The C. elegans E2 is 34% identical in sequence to the human E2 (Fig. 1B). Therefore, as expected, the two structures appear similar (Fig. 2). The most prominent feature of E2 is a long α-helix (αC) that spans the entire length of the molecule, connecting its two halves (supplemental Fig. S1): the N-terminal portion of αC forms an anti-parallel coiled-coil with αB that constitutes one structural subdomain, and the C-terminal half of αC forms a four-helix bundle with αD, αE, and αF that constitutes the other subdomain. Near the center of the molecule, there is a short cleft formed between αB and αD, where a number of conserved and basic residues are clustered.

FIGURE 2.

FIGURE 2.

Structural comparison between APL-1 and APP. A, superposition of APP E2 (red: PDB entry 1rw6) onto the N-terminal subdomain of APL-1 E2 (black). The Cα traces are shown in stereo pairs. B, superposition of APP E2 (red: x-ray structure PDB entry 1rw6; green: NMR structure PDB entry 1tkn) onto the C-terminal subdomain of APL-1 E2 (black). These images were generated by Molscript (37).

When the worm and human E2 structures were superimposed, it became apparent that the angle between the two subdomains had changed. To facilitate the comparison between the two structures, we divided E2 in the middle of αC at residue 327 (441 for APP751). Previous proteolytic analysis of human APP indicated that this region of αC could partially unfold and become cleavable by trypsin (11). The N-terminal subdomains were superimposible with an r.m.s. deviation of 0.89 Å for 62 Cα atoms from helices αB (APL-1 residues 249–278) and αC (residues 295–326) (Fig. 2A). The C-terminal subdomains were superimposible with an r.m.s. deviation of 1.10 Å (1.71 Å when compared with the NMR structure; Ref. 11) for 75 Cα atoms from helices αC (APL-1 residues 327–347), αD (residues 358–384), and αE (residues 393–419) (Fig. 2B). For APL-1, the electron density features were clearer in the turn between αD and αE, and at the C terminus, where two helical turns and a stretch of extended structure were added to the short αF observed in human APP (green in supplemental Fig. S1). This addition shows that the C terminus of E2 folds back to project the juxtamembrane region toward the midportion of E2. Although in both APL-1 and APP the central helix αC is continuous, when superimposed on the C-terminal subdomain, the N-terminal half of APL-1 appears to have bent outwards by about 26 degrees (Fig. 2B). It is not yet clear whether this bending is due to sequence difference or results from crystal packing, or simply reflects intrinsic conformational flexibilities of the molecule.
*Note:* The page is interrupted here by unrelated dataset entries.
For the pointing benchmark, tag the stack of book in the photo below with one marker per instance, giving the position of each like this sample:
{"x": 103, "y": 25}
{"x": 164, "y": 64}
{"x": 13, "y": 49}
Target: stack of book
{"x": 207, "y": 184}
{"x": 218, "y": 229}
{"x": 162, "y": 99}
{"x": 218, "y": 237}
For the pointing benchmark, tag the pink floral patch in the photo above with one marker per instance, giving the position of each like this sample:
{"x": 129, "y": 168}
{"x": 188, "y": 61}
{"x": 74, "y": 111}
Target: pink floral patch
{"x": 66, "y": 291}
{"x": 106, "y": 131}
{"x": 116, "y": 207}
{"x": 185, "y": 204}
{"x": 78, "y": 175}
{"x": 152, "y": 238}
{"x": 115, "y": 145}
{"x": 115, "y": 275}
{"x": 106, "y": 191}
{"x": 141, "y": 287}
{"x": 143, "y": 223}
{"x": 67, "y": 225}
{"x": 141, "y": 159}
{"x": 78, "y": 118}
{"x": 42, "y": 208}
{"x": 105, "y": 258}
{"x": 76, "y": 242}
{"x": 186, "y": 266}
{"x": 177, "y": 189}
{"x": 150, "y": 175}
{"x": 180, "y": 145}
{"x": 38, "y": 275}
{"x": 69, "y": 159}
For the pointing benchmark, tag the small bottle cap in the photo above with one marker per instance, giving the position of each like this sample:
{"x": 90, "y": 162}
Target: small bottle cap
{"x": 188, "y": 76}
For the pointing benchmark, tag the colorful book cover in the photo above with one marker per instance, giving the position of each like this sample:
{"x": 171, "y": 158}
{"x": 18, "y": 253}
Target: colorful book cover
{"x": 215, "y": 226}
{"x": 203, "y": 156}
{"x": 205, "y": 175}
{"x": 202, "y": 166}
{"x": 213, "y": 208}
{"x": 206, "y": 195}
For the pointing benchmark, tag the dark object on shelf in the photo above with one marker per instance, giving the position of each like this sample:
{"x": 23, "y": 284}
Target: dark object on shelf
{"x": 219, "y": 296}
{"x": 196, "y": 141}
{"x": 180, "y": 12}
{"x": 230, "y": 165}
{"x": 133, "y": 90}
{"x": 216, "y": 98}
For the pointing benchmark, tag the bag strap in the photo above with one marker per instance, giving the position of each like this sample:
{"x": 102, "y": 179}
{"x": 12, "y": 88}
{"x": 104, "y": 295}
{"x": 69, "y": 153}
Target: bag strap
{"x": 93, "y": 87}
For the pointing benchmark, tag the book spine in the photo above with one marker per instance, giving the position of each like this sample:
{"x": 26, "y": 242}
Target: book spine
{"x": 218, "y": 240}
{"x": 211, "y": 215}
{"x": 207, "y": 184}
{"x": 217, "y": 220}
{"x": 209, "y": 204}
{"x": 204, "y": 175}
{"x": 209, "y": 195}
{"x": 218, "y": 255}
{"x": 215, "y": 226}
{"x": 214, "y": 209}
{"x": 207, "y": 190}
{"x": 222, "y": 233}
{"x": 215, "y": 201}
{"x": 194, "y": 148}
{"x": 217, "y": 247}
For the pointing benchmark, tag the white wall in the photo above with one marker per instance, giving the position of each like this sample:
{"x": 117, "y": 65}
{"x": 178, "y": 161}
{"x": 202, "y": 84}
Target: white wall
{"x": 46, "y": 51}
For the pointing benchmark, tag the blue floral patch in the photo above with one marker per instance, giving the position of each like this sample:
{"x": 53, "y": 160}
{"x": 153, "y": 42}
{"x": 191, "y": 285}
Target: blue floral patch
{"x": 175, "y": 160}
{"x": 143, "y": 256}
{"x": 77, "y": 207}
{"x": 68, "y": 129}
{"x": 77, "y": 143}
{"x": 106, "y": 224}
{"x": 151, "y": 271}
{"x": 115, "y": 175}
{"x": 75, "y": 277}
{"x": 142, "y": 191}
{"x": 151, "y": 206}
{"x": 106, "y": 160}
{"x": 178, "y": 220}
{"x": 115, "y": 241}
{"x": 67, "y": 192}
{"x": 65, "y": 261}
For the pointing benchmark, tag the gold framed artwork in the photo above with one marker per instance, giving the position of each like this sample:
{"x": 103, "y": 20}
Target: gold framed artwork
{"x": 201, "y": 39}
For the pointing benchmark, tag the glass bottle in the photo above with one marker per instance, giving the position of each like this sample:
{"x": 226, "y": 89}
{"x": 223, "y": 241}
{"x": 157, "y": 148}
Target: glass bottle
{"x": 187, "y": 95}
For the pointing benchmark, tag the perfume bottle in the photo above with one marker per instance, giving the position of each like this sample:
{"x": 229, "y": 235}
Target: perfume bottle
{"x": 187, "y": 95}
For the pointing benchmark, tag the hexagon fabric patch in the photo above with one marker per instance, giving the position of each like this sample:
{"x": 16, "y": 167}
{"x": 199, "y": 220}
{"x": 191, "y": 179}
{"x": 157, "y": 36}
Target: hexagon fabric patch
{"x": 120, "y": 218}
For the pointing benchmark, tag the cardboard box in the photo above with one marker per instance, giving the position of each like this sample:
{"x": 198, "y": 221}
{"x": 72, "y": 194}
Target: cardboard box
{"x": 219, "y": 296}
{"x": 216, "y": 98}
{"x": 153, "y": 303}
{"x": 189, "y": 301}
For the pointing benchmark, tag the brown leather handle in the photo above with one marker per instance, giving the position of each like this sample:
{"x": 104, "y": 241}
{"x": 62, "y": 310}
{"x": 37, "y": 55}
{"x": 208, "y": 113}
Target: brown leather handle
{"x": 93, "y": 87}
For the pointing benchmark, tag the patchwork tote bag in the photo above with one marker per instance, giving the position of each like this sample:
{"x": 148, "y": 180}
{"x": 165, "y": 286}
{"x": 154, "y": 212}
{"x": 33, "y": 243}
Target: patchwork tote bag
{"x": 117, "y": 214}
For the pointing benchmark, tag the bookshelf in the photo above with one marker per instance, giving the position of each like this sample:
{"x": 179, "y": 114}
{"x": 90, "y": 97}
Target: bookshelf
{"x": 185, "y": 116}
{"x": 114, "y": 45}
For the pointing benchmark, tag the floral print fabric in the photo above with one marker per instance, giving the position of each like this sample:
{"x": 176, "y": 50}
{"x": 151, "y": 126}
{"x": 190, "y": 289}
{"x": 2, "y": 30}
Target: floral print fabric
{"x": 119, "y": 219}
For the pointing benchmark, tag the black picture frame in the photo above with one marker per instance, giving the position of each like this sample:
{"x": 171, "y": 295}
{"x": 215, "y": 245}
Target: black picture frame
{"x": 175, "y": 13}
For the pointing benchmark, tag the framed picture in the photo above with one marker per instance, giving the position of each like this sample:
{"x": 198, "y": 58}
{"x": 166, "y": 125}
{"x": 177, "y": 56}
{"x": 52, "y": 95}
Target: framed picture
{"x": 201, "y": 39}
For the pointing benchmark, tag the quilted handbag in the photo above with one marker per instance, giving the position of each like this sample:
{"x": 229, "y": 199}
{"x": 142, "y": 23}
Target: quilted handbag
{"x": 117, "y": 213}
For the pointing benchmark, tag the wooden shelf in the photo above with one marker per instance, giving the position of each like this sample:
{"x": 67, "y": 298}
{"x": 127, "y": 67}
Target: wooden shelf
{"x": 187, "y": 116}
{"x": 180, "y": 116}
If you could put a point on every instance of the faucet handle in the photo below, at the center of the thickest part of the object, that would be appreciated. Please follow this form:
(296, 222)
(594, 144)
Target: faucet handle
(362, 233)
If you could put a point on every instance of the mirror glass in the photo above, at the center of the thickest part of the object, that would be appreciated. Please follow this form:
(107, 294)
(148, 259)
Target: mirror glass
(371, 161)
We have previously noticed that proteins with similarly arranged coiled-coil domains, such as spectrin and α-catenin, can also bend near the middle of a long connecting helix (18, 19).

APL-1 E2 Is Monomeric in Solution

E2 has a calculated molecular mass of 28.9 kDa. It eluted from the size-exclusion column with an apparent molecular mass around 50 kDa. This result may indicate that E2 could form dimers in solution (10). However, the elongated shape of the molecule renders this interpretation unreliable: for example, based on the crystal structure, the radius of gyration for a monomeric E2 was calculated to be around 26 Å (20), a value that corresponded roughly to that of a spherically shaped 50-kDa protein.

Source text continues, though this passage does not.